という事は厄介な事に年中タイプの感染症になるかもしれません。つまり今回のタイプは今後大きな変異がないとすれば上手く付き合う(共存)しかない相手である可能性が高いのです。

それなら長期戦に備え、社会のシステム自体を変えていく必要があります。いわゆるパラダイムシフトです。細かい所では今回実験的に行われているテレワークや時間差通勤なども問題がなければ積極的に採用すべきです。

マクロ経済で言えば、第一に諸悪の根源だった外需依存を断ち切るチャンスです。

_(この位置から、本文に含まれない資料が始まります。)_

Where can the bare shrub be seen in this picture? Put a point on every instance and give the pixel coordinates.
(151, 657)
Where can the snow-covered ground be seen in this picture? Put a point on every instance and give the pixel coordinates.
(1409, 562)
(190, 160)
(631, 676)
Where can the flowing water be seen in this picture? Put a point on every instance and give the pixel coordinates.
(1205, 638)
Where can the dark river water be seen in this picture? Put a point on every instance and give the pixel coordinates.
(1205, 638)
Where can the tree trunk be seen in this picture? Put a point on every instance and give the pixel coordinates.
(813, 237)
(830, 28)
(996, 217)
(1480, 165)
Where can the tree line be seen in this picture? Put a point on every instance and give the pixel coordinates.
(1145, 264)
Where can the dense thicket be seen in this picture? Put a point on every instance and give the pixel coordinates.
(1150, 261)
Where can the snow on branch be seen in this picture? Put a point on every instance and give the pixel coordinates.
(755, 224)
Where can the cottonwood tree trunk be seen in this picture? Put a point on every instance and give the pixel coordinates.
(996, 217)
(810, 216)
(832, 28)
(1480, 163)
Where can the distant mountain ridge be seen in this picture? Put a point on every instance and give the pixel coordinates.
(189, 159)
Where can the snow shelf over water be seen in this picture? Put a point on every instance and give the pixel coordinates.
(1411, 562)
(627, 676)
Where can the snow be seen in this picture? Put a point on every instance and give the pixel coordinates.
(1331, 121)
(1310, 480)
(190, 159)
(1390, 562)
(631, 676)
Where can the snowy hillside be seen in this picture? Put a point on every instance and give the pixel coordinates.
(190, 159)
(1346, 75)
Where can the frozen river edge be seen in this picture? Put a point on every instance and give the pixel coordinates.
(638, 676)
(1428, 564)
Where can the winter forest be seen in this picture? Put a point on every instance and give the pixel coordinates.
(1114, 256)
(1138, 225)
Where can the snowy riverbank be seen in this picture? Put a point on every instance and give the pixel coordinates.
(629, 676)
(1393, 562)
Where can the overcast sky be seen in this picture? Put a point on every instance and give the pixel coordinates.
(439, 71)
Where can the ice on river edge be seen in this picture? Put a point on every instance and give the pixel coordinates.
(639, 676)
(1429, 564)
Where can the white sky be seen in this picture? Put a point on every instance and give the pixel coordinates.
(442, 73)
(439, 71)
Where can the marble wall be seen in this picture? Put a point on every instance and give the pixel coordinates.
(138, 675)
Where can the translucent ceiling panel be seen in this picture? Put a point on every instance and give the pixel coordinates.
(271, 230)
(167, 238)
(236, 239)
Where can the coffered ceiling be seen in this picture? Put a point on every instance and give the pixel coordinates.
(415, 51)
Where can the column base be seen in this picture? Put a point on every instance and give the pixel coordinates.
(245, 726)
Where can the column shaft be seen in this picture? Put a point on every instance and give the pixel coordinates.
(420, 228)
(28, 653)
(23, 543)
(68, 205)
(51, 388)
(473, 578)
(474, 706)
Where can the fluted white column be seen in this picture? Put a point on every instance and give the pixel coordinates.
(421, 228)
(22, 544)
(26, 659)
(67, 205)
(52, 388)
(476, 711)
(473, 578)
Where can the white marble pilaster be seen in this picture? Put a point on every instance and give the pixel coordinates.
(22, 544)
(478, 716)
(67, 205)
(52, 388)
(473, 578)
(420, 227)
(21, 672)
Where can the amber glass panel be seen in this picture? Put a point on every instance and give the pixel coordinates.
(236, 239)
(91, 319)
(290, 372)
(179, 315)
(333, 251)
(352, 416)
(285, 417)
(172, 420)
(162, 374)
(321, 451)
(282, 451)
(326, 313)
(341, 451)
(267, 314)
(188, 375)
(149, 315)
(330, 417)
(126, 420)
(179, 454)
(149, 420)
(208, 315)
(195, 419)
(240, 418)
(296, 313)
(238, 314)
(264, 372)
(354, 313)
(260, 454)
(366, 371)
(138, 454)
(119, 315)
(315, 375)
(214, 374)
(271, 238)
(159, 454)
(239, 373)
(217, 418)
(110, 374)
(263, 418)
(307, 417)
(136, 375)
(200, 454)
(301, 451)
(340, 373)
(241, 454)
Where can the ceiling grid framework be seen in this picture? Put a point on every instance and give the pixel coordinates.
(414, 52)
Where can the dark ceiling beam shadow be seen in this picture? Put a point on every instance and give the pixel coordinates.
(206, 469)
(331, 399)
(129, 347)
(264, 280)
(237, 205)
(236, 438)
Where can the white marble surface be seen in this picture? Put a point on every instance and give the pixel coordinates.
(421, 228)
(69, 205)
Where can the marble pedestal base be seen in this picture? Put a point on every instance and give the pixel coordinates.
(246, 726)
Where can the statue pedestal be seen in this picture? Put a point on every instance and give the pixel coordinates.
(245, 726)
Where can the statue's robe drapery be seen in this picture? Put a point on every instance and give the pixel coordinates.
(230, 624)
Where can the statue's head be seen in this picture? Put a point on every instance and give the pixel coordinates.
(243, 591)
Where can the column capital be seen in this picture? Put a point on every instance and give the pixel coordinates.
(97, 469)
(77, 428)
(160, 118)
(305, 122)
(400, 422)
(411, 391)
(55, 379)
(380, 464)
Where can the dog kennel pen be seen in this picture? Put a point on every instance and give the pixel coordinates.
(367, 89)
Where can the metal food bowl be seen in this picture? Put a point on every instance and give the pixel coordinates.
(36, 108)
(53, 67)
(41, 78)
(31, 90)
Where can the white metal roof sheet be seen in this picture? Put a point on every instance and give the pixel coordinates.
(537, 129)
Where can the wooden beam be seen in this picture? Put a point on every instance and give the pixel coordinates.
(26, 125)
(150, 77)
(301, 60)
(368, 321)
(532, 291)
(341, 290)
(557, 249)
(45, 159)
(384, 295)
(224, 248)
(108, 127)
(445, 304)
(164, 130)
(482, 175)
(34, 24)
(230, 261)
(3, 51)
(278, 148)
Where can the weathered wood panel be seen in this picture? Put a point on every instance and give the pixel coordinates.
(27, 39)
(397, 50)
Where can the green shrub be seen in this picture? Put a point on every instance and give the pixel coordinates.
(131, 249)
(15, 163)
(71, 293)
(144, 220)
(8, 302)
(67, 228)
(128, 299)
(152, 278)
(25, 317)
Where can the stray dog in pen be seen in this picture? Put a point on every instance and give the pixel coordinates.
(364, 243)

海外生産は国内回帰を進め、貿易も可能な限り縮小し自給自足体制を確立します。

さらに、不安定なインバウンドにも期待しない、産業構造の大改革が求められます。諸悪の根源とさえ言える観光立国なんて、とんでもない考え方が消し飛んでいくのは怪我の功名です。

その上で為替に影響されない、つまり円高にさえ強い高付加価値型への体質改善です。内需主体と、生産性向上がテーマになります。さあ日本再構築です。禍転じて福となす千載一遇のチャンスが巡って来たと考えましょう。

と言ったところで、政府関係者にそういう考えに至っている人が何人いるかと思えば・・甚だ心許ないと言わざるを得ません。